Tech giants aim to coordinate fight on misinformation: report | Computing
Major technology firms including Facebook, Google and Twitter were set to meet Friday as part of an effort to coordinate the battle against misinformation campaigns by foreign agents, a media report said.
The report by BuzzFeed based on a leaked email said the companies were set to meet at Twitter’s headquarters in San Francisco.
Microsoft, Snapchat and other tech firms were expected to participate in the gathering called by Facebook cybersecurity head Nathaniel Gleicher.
“As I’ve mentioned to several of you over the last few weeks, we have been looking to schedule a follow-on discussion to our industry conversation about information operations, election protection, and the work we are all doing to tackle these challenges,” Gleicher wrote, according to BuzzFeed.
Twitter declined to comment on the report. Facebook and Google did not immediately respond to an AFP query.
The news follows actions by Facebook, Twitter, Google and Microsoft blocking accounts from Russian and Iranian entities which the companies said were propagating misinformation aimed at disrupting the November US elections.

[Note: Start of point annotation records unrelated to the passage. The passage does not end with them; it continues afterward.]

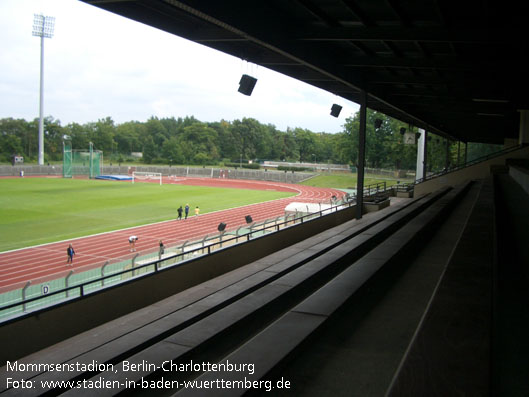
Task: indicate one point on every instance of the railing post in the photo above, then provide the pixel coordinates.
(133, 263)
(24, 295)
(103, 273)
(204, 242)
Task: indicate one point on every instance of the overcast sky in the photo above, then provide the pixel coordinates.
(99, 64)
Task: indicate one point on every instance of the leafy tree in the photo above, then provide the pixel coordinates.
(150, 152)
(172, 151)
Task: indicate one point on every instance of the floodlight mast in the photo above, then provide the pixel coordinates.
(42, 27)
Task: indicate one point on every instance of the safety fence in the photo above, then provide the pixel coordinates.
(39, 295)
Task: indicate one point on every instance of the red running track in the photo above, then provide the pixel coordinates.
(48, 261)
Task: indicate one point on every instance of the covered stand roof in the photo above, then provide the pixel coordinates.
(455, 68)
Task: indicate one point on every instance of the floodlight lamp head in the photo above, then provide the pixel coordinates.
(43, 26)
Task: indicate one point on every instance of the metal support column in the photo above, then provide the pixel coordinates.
(361, 155)
(425, 157)
(447, 158)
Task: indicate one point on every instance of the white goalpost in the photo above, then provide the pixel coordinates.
(138, 176)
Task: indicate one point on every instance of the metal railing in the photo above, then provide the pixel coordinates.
(469, 163)
(53, 292)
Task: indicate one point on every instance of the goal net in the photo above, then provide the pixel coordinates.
(139, 176)
(81, 162)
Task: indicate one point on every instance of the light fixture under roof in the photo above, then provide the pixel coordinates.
(491, 100)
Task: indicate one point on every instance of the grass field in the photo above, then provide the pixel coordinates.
(41, 210)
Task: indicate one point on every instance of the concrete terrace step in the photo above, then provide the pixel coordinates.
(279, 340)
(126, 335)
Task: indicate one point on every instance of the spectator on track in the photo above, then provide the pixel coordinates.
(180, 213)
(132, 243)
(70, 252)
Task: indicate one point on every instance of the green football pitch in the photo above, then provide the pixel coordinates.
(42, 210)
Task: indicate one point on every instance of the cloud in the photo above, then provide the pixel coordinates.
(99, 64)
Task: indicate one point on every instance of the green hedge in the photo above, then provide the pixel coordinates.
(293, 169)
(253, 166)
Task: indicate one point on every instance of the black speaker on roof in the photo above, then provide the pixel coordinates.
(335, 110)
(246, 84)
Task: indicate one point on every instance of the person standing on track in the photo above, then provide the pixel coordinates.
(132, 243)
(180, 213)
(70, 252)
(161, 250)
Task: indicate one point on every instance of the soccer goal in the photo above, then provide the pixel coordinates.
(139, 176)
(81, 162)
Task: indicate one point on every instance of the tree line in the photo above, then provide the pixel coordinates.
(190, 141)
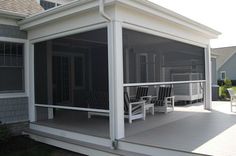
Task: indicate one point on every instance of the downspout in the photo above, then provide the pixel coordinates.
(104, 15)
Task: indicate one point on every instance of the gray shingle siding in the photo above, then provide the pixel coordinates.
(12, 32)
(13, 110)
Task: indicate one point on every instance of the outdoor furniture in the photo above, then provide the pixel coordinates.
(141, 92)
(164, 102)
(133, 110)
(149, 107)
(232, 98)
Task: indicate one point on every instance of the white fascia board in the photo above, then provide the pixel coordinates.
(12, 15)
(55, 13)
(156, 10)
(59, 12)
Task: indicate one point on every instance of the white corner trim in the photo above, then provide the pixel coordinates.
(25, 92)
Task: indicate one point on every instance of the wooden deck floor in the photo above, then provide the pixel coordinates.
(206, 132)
(189, 128)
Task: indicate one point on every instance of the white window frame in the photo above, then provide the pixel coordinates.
(221, 75)
(24, 92)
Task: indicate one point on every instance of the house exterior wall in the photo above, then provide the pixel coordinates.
(229, 67)
(165, 28)
(13, 109)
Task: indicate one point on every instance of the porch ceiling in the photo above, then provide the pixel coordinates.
(141, 5)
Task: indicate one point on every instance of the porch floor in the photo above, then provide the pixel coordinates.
(195, 130)
(189, 128)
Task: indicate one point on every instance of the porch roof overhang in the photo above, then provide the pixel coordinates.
(140, 5)
(12, 15)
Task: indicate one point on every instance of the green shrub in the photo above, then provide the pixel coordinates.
(5, 133)
(224, 92)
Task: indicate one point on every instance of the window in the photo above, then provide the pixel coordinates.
(223, 75)
(11, 67)
(79, 71)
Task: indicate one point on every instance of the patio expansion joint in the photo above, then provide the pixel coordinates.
(165, 148)
(83, 144)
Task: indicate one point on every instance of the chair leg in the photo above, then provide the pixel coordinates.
(231, 105)
(152, 109)
(89, 115)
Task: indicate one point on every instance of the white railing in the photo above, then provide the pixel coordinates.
(73, 108)
(161, 83)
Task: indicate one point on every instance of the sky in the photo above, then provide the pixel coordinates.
(217, 14)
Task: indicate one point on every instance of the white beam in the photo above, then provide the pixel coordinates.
(32, 111)
(116, 97)
(207, 87)
(49, 78)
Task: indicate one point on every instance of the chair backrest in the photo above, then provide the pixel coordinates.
(141, 91)
(231, 92)
(126, 102)
(164, 92)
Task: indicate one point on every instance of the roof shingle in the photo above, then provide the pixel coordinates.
(26, 7)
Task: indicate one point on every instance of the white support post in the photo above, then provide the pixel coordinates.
(207, 86)
(115, 64)
(32, 111)
(49, 78)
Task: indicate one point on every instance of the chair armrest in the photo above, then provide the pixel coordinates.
(138, 103)
(146, 98)
(170, 98)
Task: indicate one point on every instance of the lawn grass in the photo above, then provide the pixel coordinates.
(24, 146)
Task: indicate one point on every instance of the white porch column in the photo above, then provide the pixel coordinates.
(207, 92)
(32, 111)
(49, 78)
(115, 63)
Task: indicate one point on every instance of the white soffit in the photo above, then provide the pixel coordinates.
(142, 5)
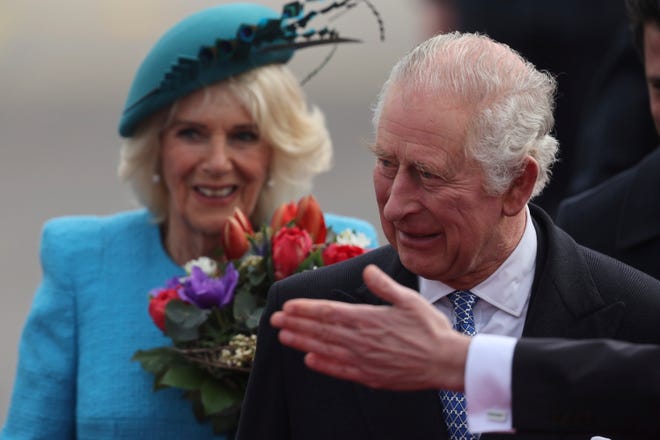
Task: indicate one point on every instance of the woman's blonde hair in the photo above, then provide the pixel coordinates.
(296, 132)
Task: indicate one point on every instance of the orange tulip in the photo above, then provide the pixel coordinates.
(310, 218)
(283, 215)
(234, 238)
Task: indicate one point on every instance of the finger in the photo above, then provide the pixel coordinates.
(335, 334)
(334, 368)
(386, 288)
(328, 311)
(308, 344)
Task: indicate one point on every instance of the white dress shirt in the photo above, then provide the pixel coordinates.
(501, 310)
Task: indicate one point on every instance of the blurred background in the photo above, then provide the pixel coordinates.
(65, 69)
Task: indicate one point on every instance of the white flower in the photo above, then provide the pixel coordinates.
(349, 236)
(207, 265)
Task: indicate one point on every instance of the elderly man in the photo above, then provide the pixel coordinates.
(462, 144)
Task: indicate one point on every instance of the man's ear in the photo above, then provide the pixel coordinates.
(520, 191)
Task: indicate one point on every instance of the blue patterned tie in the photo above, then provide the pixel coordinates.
(453, 403)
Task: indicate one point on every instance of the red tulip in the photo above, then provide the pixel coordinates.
(157, 306)
(340, 252)
(290, 247)
(283, 215)
(234, 235)
(310, 218)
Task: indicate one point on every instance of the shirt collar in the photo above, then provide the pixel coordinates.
(509, 287)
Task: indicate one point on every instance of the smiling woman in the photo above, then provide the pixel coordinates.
(214, 121)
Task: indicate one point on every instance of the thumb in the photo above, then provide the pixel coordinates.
(385, 287)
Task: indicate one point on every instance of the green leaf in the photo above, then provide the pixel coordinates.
(156, 360)
(182, 321)
(216, 397)
(186, 377)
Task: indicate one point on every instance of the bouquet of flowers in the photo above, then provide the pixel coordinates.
(211, 314)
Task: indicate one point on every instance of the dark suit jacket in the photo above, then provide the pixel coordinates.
(609, 385)
(621, 216)
(577, 293)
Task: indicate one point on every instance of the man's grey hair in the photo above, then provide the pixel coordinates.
(511, 103)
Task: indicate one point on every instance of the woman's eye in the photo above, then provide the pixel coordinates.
(191, 134)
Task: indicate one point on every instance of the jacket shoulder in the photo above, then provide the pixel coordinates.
(64, 239)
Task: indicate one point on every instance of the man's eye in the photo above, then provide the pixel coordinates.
(386, 163)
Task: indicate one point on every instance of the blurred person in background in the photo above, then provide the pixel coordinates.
(602, 123)
(214, 121)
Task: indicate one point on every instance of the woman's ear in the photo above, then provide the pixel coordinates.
(520, 191)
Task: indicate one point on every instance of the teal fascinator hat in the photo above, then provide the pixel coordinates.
(216, 43)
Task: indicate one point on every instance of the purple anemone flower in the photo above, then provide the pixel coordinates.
(206, 292)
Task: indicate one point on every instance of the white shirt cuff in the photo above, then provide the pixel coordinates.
(488, 383)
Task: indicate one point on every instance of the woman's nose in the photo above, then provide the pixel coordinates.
(218, 159)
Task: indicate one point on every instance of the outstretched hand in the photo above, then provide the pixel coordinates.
(406, 346)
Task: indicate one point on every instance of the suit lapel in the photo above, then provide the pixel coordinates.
(565, 302)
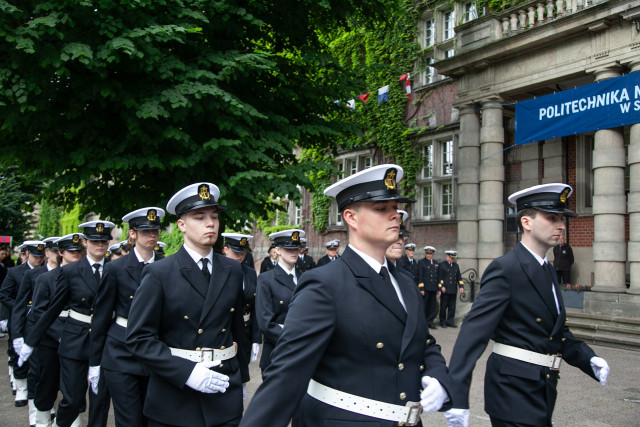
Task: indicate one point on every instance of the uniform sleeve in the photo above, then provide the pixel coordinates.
(145, 318)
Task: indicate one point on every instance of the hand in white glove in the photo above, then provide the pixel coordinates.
(17, 344)
(255, 349)
(433, 396)
(94, 378)
(600, 369)
(25, 353)
(457, 417)
(206, 381)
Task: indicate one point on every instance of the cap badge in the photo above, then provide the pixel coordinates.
(563, 195)
(390, 179)
(203, 192)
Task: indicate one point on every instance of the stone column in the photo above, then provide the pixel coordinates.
(491, 206)
(609, 204)
(468, 187)
(633, 204)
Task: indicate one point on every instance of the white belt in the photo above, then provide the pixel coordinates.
(121, 321)
(79, 316)
(408, 415)
(206, 354)
(550, 361)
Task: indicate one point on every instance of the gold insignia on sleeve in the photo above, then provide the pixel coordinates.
(390, 179)
(203, 192)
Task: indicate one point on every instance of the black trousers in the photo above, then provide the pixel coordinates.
(74, 385)
(447, 308)
(127, 394)
(48, 382)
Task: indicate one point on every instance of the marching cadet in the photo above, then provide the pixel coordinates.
(125, 376)
(270, 261)
(76, 287)
(20, 325)
(34, 250)
(450, 281)
(275, 289)
(48, 378)
(236, 246)
(428, 283)
(520, 307)
(332, 248)
(185, 323)
(355, 338)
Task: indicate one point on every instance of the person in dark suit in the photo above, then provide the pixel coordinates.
(269, 262)
(355, 328)
(520, 307)
(428, 283)
(8, 292)
(332, 247)
(125, 376)
(275, 289)
(48, 377)
(185, 323)
(450, 283)
(237, 246)
(20, 325)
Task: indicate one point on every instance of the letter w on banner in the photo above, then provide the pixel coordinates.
(603, 105)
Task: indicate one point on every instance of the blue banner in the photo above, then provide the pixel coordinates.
(602, 105)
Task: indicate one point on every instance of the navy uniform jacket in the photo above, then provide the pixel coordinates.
(515, 306)
(9, 289)
(43, 291)
(176, 307)
(275, 290)
(428, 275)
(76, 288)
(411, 267)
(251, 329)
(20, 325)
(344, 333)
(119, 283)
(449, 277)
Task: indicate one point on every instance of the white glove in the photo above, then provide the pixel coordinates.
(457, 417)
(600, 369)
(255, 349)
(17, 344)
(206, 381)
(25, 353)
(433, 396)
(94, 378)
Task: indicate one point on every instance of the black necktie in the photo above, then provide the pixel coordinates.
(96, 272)
(205, 269)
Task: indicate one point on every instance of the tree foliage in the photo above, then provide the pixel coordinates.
(121, 103)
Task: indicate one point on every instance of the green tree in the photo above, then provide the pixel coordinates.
(128, 101)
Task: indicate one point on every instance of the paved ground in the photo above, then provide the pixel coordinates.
(581, 402)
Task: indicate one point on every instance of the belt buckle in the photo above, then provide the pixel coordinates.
(555, 364)
(204, 351)
(413, 416)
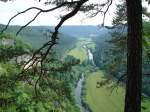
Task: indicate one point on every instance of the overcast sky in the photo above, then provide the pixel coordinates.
(7, 10)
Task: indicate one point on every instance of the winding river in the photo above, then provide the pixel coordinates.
(78, 89)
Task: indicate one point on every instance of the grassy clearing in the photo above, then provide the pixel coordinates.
(101, 99)
(79, 52)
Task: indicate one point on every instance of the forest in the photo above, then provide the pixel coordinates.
(77, 68)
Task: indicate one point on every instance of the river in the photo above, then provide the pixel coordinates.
(79, 86)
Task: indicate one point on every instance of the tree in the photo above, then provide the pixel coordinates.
(134, 56)
(134, 60)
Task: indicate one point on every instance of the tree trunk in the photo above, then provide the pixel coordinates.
(134, 56)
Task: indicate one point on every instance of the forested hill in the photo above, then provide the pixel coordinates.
(70, 30)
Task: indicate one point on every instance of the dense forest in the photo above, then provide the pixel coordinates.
(77, 68)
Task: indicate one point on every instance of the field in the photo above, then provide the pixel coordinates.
(79, 51)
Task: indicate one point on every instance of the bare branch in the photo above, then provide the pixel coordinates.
(40, 11)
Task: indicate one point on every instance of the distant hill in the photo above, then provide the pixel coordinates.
(37, 35)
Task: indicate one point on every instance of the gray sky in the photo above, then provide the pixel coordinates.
(7, 10)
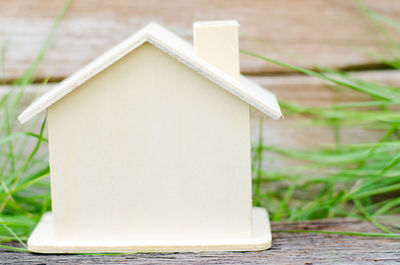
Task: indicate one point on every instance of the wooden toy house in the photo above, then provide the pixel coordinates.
(149, 148)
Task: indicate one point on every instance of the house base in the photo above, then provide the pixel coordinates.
(42, 241)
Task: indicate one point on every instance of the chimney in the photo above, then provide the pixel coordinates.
(217, 42)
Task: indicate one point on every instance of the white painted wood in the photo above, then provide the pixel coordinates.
(177, 48)
(149, 149)
(217, 42)
(42, 240)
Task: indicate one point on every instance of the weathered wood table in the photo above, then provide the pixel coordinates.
(287, 248)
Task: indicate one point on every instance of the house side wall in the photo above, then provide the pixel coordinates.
(149, 149)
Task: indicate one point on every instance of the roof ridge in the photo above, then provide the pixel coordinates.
(167, 41)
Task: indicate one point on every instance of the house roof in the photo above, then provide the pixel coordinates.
(176, 47)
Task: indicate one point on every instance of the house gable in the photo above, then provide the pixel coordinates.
(178, 49)
(150, 133)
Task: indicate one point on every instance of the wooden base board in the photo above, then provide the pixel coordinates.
(42, 241)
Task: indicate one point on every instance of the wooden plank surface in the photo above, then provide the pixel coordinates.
(331, 33)
(287, 248)
(297, 89)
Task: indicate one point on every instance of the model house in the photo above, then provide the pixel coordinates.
(149, 148)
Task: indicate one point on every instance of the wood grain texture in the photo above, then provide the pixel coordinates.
(298, 89)
(331, 33)
(287, 248)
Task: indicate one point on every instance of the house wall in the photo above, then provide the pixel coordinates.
(149, 149)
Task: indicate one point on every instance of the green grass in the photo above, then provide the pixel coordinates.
(360, 180)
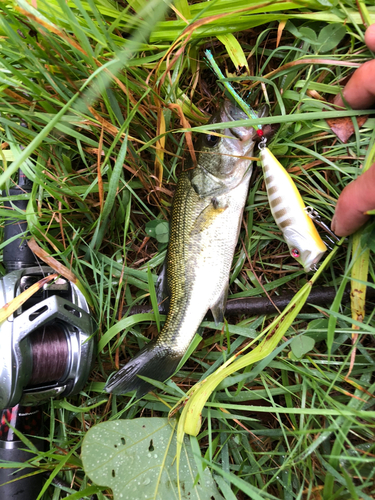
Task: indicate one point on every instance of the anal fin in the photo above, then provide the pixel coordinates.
(219, 307)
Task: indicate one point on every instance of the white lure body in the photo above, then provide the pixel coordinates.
(289, 212)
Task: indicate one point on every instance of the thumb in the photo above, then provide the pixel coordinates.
(356, 198)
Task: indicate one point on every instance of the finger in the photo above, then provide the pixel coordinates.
(357, 198)
(359, 92)
(370, 37)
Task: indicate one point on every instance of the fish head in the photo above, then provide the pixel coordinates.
(225, 154)
(305, 247)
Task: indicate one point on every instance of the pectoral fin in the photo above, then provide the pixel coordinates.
(162, 288)
(208, 215)
(219, 308)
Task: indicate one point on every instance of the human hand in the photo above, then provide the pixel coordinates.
(359, 196)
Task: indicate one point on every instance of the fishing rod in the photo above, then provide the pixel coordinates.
(46, 350)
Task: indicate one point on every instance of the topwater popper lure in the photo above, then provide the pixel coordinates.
(290, 213)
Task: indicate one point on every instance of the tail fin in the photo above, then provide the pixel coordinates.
(153, 361)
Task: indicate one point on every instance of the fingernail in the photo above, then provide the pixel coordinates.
(333, 223)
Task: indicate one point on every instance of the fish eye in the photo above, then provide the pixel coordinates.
(211, 140)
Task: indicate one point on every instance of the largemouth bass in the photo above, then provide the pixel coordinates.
(289, 212)
(205, 223)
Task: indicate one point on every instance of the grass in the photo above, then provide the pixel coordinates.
(90, 107)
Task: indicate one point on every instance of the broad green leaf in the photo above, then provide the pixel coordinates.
(308, 35)
(234, 50)
(136, 459)
(301, 345)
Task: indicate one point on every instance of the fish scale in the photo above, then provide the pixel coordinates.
(205, 222)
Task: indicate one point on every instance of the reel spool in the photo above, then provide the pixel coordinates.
(47, 346)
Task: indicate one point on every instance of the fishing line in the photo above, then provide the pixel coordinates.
(50, 354)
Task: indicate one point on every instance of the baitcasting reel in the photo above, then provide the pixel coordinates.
(46, 346)
(46, 350)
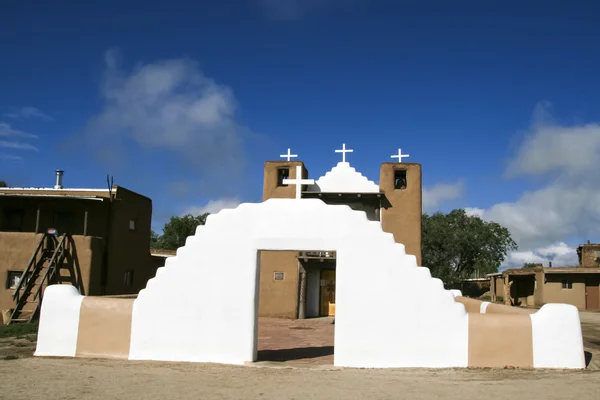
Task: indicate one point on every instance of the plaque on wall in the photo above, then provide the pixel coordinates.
(278, 276)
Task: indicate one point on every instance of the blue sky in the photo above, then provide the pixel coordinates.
(184, 101)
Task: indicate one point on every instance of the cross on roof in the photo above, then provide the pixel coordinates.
(289, 155)
(400, 156)
(298, 181)
(344, 151)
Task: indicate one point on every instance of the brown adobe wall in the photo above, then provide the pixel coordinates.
(16, 249)
(403, 215)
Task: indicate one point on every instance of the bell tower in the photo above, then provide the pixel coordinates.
(276, 172)
(402, 212)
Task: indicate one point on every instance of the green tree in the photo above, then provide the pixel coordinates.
(176, 231)
(455, 245)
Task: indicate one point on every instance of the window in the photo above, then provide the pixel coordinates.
(128, 278)
(278, 276)
(13, 220)
(13, 279)
(400, 179)
(282, 173)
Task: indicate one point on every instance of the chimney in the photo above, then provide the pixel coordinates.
(59, 175)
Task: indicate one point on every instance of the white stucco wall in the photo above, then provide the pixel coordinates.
(343, 179)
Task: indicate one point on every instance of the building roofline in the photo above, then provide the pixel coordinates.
(41, 189)
(575, 270)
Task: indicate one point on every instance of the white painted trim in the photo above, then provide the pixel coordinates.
(66, 196)
(59, 322)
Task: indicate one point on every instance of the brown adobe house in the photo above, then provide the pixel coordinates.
(534, 287)
(301, 284)
(95, 239)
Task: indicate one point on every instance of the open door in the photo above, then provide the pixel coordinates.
(328, 293)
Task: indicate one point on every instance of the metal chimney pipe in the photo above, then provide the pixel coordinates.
(59, 175)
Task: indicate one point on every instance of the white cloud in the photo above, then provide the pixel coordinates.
(4, 156)
(436, 195)
(569, 206)
(13, 140)
(7, 131)
(473, 211)
(29, 112)
(172, 107)
(17, 145)
(213, 206)
(563, 149)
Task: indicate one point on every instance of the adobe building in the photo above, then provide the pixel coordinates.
(95, 239)
(534, 287)
(300, 284)
(589, 254)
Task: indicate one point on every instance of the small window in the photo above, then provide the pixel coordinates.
(400, 179)
(13, 220)
(567, 284)
(128, 278)
(282, 173)
(14, 277)
(278, 276)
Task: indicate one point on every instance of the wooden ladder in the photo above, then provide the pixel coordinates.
(42, 270)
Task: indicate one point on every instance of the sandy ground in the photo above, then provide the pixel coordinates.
(26, 377)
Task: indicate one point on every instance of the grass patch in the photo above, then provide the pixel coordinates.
(18, 330)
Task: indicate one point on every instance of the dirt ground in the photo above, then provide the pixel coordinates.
(25, 377)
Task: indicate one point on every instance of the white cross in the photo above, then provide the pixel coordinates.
(289, 155)
(400, 155)
(344, 151)
(298, 181)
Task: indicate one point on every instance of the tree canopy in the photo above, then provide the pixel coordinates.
(456, 245)
(176, 231)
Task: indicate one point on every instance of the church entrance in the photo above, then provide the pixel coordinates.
(296, 306)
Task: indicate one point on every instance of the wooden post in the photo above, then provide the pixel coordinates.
(37, 220)
(85, 223)
(302, 305)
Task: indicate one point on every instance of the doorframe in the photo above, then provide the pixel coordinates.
(320, 287)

On Thursday, Google said that working with the cybersecurity firm FireEye, it linked the accounts to the Islamic Republic of Iran Broadcasting as part of an effort dating to at least January 2017.
Earlier this week, Facebook announced it removed more than 650 pages, groups and accounts identified as “networks of accounts misleading people about what they were doing.”
Separately, Twitter said it suspended 284 accounts “for engaging in coordinated manipulation,” adding that “it appears many of these accounts originated from Iran.
Former Facebook security chief Alex Stamos said in a blog post Wednesday that gaping holes remain in online platforms and that not enough is being done to counter foreign interference ahead of the elections.
“The revelations are evidence that Russia has not been deterred and that Iran is following in its footsteps,” Stamos wrote on the Lawfare blog.
“If the United States continues down this path, it risks allowing its elections to become the World Cup of information warfare, in which US adversaries and allies battle to impose their various interests on the American electorate.”